Pippa waited a beat, twirling a loose thread on the duvet cover. ‘From what?’ she asked lightly, half afraid of the reply.

Harriet raised an arm, flicking a dismissive hand. ‘This place. Homework. No Wi-Fi. And…’

Her voice fell away, and Pippa was braced, waiting for Harriet to add ‘you’ to that sentence. The word didn’t come, and her arm slid down as Pippa slowly expelled the air in her lungs.

‘Harriet, have you been crying?’

‘No!’ Harriet was staring at her phone and flung it away.

‘Are you sure?’ Pippa gulped. ‘Because checking you’re all right is what mums are for. And dads, obviously.’ Harriet’s was a good one, just a bit scatterbrained. The only things predictable about Nick were his love for his daughter and his tendency to take off.

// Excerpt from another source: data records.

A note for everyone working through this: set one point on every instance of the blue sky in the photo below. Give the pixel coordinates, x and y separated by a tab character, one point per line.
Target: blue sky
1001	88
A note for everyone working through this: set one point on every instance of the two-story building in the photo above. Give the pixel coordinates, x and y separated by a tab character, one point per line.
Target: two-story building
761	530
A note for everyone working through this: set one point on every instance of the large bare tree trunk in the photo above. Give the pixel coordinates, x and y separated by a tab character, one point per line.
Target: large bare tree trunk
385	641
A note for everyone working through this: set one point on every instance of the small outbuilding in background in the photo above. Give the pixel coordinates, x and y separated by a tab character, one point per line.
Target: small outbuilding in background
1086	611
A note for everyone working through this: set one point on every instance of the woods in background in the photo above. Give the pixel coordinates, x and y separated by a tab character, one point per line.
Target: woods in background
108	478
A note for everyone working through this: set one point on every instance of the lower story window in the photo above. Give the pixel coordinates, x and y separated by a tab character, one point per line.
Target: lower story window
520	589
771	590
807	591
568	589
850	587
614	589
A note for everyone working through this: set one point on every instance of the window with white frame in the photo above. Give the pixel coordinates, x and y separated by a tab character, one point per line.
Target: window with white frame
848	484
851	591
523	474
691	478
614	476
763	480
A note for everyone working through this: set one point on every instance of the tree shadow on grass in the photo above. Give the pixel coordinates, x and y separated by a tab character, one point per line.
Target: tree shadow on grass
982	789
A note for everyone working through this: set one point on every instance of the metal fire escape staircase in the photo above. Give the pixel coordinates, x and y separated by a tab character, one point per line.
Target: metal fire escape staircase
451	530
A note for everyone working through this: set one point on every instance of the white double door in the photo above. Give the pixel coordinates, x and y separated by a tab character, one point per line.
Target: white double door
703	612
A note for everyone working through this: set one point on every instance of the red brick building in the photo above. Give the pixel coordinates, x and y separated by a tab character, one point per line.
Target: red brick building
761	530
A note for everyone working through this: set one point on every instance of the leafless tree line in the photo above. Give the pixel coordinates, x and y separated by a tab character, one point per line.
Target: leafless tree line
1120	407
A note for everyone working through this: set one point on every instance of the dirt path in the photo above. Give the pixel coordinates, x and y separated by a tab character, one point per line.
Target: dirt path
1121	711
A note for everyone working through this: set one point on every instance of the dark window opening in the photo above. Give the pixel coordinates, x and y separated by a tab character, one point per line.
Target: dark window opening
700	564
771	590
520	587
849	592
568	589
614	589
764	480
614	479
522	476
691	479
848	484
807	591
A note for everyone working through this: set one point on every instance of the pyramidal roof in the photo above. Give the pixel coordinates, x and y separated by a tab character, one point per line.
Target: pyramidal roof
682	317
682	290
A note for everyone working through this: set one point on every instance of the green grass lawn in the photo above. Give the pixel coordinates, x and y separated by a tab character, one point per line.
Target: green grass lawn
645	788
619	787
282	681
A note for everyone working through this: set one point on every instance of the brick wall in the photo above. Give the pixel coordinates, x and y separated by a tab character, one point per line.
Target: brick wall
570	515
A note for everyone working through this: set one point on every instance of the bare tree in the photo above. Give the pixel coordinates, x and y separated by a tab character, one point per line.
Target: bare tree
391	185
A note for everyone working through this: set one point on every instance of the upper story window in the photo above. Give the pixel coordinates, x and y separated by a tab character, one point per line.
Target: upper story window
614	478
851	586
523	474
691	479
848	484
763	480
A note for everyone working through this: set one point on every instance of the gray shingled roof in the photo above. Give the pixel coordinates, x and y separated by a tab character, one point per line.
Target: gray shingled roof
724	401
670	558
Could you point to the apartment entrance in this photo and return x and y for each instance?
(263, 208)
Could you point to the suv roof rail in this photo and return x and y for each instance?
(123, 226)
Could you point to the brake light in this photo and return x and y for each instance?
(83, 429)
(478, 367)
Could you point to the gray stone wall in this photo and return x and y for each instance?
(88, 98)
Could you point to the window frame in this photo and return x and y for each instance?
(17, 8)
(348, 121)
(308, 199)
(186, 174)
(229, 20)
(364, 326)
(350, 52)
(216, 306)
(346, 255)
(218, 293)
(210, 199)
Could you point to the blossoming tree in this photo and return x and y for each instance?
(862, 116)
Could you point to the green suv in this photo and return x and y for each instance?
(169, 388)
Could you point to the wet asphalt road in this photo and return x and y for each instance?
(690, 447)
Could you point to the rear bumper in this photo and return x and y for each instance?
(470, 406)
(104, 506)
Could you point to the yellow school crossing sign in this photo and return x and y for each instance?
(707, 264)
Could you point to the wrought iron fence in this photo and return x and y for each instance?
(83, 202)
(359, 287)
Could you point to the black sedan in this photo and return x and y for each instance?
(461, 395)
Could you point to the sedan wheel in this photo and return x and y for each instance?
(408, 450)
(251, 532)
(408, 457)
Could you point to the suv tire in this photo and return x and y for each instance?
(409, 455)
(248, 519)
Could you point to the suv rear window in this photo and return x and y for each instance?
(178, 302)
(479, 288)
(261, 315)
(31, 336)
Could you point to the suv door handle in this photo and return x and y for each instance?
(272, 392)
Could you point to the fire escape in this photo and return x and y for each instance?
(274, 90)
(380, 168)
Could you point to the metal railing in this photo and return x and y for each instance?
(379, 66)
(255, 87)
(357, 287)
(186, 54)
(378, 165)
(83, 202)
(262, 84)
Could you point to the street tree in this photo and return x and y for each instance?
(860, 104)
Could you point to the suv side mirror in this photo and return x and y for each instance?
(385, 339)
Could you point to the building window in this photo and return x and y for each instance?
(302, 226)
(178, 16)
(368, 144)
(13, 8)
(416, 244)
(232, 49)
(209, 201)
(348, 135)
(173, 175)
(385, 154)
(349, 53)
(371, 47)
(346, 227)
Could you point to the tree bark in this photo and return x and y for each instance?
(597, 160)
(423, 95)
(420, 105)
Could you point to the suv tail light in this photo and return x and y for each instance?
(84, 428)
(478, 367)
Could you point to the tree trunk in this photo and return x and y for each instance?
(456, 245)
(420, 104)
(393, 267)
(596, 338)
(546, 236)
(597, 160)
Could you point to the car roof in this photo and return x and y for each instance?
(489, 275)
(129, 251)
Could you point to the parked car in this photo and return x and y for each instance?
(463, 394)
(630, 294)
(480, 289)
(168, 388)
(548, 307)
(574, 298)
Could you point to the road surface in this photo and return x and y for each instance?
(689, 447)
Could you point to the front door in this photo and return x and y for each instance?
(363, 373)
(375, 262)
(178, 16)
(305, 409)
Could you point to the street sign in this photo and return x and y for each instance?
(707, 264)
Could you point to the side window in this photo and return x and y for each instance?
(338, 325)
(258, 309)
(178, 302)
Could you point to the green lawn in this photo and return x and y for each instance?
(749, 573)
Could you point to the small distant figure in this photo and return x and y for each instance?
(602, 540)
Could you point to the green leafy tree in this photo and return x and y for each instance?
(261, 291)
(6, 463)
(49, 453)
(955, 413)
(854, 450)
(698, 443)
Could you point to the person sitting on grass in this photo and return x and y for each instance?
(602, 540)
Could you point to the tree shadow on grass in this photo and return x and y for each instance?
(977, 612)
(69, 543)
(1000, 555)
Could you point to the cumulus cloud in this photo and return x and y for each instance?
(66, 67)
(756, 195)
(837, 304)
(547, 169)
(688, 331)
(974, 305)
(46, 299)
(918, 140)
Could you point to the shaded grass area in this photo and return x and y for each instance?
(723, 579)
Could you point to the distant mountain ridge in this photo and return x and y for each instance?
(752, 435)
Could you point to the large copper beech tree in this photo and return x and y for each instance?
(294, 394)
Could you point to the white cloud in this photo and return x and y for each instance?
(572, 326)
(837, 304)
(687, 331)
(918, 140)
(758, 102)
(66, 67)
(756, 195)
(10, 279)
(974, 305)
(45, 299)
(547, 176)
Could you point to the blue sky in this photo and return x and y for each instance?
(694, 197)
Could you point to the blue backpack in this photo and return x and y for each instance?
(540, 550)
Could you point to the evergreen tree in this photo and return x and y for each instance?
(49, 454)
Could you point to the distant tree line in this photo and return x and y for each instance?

‘Nothing to tell.’ Harriet let long hair fall over her face.

‘Okay. But if you change your mind…’ Pippa paused, letting a few seconds slide by. ‘So tomorrow, we do need to go shopping. And then afterwards, I was thinking about our adventure and what we might like to do. It’s a Sunday, but I’m sure we can find something.’

‘The adventure was a stupid idea, Mum, and I just want to go home.’

‘It won’t be long,’ Pippa assured her. ‘But until we do, I’ve asked Elaine, who’s the receptionist at the vets, if you can use their Wi-Fi in the office.’ Pippa was cheered by the sudden hope on Harriet’s face and readied herself to deliver the less good news. ‘They’re not open every day, just four mornings a week, but it’s better than nothing, isn’t it?’

‘S’pose.’

Pippa wished she had more idea of what it was Harriet did so much of online. Homework, daily video calls with Isla, messaging friends, but it was impossible to keep up. Thank heavens for good old-fashioned family messaging groups. Harriet still responded to those, and it was the easiest way to keep in touch with everyone, scattered as they were. Pippa thought longingly of her home in London and all she loved about the city. She wasn’t going to be distracted by a picture-perfect main street dotted with pretty cottages and rolling meadows outside the windows, or thoughts of a moody vet.Hotwas the other word spilling unbidden into her mind.